Historic house in California, United States

The Canfield–Wright House, known alternatively as Wrightland and The Pink Lady, is a historic structure in Del Mar, California. The private home was placed on the National Register of Historic Places (NRHP) on May 14, 2004.

The house was built in 1910 for Charles A. Canfield. Canfield, alongside business partner Edward L. Doheny, became an oil tycoon after drilling the first successful oil well in Los Angeles in 1892. The two would go on to also drill the first oil well in Mexico, using the resulting asphalt to pave Mexican roads and standing as a precursor to Pemex. The partners' work became part of the basis of Upton Sinclair's Oil! and related film There Will Be Blood. Canfield convinced the Atchison, Topeka and Santa Fe Railway to switch from coal to oil-burning locomotives. He ultimately invested his wealth in real estate. Forming the Rodeo Land and Water Company in Los Angeles with Burton E. Green and Max Whittier and the South Coast Land Company in Del Mar with Henry E. Huntington and other partners, he helped establish both Beverly Hills, California, and Del Mar.

Intending the house as a second home, Canfield chose architect John C. Austin, who would also design the Southern Land Company's Hotel Del Mar and go on to design major Southern California landmarks such as Los Angeles City Hall and the Griffith Observatory. The house was designed in the Mission and Spanish Revival styles with influences of an Italian villa and sited with a view of the Pacific Ocean.

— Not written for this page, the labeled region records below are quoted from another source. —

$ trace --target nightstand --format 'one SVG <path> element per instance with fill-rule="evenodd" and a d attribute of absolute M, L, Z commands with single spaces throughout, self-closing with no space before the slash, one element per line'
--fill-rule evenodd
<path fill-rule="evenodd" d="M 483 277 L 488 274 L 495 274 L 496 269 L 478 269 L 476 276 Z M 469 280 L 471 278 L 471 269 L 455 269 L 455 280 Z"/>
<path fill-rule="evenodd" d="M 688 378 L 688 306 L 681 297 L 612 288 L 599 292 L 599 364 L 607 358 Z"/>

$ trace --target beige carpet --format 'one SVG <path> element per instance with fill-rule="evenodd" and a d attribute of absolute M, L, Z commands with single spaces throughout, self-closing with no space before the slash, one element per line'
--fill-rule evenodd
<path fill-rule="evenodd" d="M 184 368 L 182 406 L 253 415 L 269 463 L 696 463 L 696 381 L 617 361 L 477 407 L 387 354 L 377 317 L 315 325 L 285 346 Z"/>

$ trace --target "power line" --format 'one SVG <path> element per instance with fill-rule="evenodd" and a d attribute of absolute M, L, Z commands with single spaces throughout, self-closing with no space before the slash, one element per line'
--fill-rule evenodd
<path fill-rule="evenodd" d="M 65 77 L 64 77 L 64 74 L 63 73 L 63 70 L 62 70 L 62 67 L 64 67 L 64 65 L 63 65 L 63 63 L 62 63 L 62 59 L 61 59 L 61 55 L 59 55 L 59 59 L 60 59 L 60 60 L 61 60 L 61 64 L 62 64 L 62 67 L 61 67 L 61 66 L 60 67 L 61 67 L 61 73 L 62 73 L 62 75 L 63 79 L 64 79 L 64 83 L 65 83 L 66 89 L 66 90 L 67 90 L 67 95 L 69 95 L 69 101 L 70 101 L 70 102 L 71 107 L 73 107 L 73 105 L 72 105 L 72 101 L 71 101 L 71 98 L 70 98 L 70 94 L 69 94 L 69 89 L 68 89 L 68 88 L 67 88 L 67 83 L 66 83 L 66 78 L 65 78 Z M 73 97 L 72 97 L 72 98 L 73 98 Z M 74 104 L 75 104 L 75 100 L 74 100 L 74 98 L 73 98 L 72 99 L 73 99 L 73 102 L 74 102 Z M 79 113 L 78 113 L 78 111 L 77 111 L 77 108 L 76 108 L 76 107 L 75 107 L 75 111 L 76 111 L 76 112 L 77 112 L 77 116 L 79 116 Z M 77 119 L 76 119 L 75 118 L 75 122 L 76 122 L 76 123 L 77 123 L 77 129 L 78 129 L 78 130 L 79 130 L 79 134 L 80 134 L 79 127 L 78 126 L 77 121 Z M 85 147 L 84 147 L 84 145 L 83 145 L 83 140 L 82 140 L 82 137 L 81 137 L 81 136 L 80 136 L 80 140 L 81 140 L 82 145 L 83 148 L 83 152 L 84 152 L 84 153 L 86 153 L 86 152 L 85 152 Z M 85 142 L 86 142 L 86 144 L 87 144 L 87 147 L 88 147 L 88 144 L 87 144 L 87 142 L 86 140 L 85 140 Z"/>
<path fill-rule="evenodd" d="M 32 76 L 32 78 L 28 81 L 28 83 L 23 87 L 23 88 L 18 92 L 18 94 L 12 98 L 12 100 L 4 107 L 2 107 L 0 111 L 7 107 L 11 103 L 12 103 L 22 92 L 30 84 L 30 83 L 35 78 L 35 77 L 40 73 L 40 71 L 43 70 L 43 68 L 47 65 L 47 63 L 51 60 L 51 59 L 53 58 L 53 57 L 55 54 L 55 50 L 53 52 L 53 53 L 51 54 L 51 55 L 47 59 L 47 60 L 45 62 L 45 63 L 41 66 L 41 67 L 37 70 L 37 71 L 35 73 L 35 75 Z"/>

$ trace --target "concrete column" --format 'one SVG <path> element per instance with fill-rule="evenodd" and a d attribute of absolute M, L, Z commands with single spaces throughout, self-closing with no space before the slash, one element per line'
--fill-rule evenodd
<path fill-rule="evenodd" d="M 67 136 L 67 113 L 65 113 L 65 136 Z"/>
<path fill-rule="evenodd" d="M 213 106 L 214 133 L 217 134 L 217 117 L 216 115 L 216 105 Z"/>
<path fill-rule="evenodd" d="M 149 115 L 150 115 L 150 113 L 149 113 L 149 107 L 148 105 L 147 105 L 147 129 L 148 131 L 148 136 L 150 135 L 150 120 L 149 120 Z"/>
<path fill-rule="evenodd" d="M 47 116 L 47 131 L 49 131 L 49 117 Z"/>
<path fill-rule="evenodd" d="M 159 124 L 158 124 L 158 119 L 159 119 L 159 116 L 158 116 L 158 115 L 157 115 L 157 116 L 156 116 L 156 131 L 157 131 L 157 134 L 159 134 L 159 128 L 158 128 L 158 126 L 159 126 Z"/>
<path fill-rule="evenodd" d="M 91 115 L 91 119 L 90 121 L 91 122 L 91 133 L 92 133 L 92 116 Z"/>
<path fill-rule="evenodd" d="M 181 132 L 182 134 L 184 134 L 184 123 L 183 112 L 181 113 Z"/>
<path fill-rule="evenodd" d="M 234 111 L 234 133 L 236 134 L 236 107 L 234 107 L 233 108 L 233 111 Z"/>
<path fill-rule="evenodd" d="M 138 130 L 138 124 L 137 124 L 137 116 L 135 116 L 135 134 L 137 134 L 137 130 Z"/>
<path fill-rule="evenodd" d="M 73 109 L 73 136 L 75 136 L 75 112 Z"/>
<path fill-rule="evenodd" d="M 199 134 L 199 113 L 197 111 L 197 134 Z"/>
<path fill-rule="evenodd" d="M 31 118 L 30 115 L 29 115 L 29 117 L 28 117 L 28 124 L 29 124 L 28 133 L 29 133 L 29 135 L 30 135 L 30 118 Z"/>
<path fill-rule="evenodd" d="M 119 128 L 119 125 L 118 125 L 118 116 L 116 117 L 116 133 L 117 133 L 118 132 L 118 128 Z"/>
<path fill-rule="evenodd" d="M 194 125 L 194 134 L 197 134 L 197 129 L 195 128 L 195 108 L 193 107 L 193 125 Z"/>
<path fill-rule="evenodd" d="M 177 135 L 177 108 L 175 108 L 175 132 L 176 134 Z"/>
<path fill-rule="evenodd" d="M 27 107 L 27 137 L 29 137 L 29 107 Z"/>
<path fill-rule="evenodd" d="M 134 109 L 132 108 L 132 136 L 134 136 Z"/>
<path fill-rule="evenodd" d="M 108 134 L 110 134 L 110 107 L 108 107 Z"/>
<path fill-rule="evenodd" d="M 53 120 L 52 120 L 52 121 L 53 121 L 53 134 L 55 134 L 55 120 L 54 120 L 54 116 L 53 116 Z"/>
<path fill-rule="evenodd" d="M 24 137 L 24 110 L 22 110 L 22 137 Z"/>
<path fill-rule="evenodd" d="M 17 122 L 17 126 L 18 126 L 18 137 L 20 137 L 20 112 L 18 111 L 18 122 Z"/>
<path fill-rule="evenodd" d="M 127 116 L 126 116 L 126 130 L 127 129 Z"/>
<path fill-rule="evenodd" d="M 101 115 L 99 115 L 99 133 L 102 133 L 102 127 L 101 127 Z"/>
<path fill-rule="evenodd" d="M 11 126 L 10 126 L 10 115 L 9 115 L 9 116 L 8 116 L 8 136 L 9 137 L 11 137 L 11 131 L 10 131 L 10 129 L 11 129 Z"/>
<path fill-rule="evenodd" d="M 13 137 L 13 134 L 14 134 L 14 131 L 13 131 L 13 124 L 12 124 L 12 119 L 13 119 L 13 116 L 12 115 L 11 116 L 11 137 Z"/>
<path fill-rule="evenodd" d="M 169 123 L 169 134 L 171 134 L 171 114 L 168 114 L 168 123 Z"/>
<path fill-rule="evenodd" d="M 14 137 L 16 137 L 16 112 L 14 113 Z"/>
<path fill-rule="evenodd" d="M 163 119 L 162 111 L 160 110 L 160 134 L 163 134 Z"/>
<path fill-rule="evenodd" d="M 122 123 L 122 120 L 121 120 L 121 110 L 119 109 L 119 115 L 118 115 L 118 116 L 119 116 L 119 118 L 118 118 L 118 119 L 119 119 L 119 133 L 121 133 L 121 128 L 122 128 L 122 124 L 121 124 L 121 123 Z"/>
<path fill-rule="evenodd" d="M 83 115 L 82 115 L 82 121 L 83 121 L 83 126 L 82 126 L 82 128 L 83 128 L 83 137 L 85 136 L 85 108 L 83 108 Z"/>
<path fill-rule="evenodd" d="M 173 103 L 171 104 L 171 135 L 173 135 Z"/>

Canfield died in 1913. The house stayed in the Canfield family until 1923, when it was sold to the Wright family. The structure was only minimally altered: small additions were made to the main residence and outbuildings, and a large retaining wall was added to the property. By the end of the twentieth century, the structure was being rented and had been painted a bright pink. In 2002, a developer requested permission to treat the property as a teardown to replace it with a contemporary structure. The proposal galvanized local residents to try to preserve the structure; their actions included filing a nomination for the building to be placed on the NRHP. Helped by groups such as the Save Our Heritage Organisation, citizens pressured the City of Del Mar, which previously had no preservation ordinances or incentives for preservation, in city council and design review board meetings, delaying the permit. Within six months of the house's being threatened with demolition, a new owner stepped forward to purchase the property and restore it. The new owner, a developer who lived nearby, presented development plans that were judged to be in compliance with historic-preservation guidelines. The home was restored over a four-year period from 2004 to 2008. It remains a private residence, currently owned by Marc and Patty Brutten.